Prof. Dr. Sevil ATASOY
Sosyal medyanın yeni kahramanları
Dünyanın elektronik iletişiminin büyük ölçüde ABD üzerinden geçtiği göz önünde tutulursa, hiç birimizin özel hayatı yıllardır yok demektir. Bu yüzden ‘‘evde, ofiste, araçta böcek var mı, beni polis mi, MİT mi dinliyor?’’ diye düşünüp vakit kaybetmeyin. Zaten yıllardır dinleyenler varmış.
01 Eylül 2013, Pazar
Hong Kong Uluslararası Havaalanı personeli, omuzunda bilgisayar çantası, tekerlekli valizini çekiştiren telaşlı işadamlarına alışıktır.
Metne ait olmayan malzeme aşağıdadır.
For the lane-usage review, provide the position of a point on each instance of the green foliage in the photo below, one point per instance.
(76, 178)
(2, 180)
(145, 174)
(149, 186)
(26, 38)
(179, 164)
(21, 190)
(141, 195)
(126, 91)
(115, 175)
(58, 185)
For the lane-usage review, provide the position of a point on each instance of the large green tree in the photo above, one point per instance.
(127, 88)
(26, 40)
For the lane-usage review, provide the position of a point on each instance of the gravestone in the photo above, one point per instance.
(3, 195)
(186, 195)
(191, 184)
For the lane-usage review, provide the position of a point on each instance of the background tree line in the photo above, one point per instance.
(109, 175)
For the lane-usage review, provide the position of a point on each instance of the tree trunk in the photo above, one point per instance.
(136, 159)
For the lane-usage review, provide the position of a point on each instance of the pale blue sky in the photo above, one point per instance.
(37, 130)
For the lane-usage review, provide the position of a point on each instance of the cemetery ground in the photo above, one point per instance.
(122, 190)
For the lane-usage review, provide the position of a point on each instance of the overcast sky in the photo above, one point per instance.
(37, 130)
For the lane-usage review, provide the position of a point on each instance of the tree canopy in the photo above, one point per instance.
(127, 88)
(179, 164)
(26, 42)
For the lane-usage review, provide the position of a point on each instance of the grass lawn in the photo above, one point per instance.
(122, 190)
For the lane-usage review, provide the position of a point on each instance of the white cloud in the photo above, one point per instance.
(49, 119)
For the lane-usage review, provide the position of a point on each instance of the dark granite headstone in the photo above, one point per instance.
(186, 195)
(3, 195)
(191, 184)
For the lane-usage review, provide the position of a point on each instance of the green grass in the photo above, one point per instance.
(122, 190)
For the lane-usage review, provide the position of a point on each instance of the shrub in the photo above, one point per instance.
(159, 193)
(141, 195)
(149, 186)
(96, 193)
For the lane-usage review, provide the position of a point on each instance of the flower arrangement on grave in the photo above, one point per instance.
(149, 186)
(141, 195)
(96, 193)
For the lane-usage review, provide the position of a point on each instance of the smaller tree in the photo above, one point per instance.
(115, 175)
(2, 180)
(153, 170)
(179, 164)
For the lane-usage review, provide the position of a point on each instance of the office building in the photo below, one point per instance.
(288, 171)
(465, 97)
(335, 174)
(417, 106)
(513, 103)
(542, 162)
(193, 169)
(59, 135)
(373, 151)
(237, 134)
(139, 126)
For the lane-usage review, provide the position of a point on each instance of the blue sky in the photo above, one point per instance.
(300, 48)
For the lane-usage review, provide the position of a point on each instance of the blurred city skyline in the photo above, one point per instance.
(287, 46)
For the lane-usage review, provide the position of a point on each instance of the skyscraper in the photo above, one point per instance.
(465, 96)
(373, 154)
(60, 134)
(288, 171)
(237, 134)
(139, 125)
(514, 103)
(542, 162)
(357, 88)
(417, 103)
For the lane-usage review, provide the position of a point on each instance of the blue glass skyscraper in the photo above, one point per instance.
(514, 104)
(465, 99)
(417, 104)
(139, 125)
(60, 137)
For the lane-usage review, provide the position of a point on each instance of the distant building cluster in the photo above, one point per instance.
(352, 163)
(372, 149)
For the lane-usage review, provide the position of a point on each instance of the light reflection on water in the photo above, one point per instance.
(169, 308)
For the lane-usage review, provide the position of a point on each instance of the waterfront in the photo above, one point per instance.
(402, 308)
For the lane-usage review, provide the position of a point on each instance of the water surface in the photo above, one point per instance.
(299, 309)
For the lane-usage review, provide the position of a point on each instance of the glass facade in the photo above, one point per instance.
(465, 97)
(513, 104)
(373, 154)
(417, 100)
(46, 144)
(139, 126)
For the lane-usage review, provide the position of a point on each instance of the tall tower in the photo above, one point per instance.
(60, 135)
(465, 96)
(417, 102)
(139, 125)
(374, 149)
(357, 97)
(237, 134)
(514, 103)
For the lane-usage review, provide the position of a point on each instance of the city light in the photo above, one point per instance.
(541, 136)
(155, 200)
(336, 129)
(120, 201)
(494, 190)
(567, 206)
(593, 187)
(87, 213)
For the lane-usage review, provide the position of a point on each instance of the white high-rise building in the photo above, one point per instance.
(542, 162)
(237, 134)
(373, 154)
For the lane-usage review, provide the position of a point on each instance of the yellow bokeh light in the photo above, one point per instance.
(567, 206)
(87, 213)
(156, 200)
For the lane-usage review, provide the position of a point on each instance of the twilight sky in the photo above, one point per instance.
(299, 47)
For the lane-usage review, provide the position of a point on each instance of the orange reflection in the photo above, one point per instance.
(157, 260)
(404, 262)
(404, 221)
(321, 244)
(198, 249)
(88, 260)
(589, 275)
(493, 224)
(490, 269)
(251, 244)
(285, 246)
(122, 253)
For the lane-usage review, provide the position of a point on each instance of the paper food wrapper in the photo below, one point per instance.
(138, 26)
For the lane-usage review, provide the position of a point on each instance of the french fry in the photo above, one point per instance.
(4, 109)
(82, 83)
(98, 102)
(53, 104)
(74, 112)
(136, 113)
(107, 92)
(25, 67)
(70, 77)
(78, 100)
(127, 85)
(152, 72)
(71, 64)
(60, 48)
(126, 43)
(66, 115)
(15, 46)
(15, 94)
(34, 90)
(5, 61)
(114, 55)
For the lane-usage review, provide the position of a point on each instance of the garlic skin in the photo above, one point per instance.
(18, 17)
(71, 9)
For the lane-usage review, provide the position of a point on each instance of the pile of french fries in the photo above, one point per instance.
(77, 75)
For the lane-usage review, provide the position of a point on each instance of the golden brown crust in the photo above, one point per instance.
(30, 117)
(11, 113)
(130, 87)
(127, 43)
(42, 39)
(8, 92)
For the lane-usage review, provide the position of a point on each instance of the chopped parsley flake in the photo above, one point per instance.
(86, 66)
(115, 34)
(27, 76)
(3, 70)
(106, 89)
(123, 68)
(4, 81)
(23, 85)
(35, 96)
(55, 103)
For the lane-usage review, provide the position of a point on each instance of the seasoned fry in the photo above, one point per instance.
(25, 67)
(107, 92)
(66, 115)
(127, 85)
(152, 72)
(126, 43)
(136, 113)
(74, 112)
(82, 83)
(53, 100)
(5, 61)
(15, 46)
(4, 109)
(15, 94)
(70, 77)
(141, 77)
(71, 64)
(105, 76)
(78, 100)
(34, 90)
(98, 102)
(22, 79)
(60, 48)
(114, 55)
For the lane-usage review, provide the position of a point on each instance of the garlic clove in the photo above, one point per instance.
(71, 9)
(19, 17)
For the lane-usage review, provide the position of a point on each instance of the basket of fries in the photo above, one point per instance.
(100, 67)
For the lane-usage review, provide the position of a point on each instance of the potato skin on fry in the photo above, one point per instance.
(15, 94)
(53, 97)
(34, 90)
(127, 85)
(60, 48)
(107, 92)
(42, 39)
Edmond Snowden de onlardan biri gibi görünmekle birlikte, onu diğer işadamlarından ayıran önemli bir becerisi vardı.
Taşıdığı dört bilgisayarla ABD hükümetinin bazı sistemlerine girmekle kalmıyor, “Çok Gizli” belgelerine de ulaşabiliyordu. Aslında bu durum, pek görülmemiş bir olay değil. Hemen her gün dünyanın bir yerinde bir hacker, bir bakanlığın sitesini çökertiyor ve bunu toplumla paylaşıyor. Ama Amerikan vatandaşı Ed Snowden, eriştiği gizli belgelerde yazılanları, gidip de bir İngiliz gazetesinin muhabirine açıkladığında dünyanın en ünlü casusu haline gelmenin yanı sıra, Amerikan tarihinin en büyük istihbarat sızıntısının sorumlusu, en ünlü ve en çok aranan kaçağı ünvanına erişiverdi.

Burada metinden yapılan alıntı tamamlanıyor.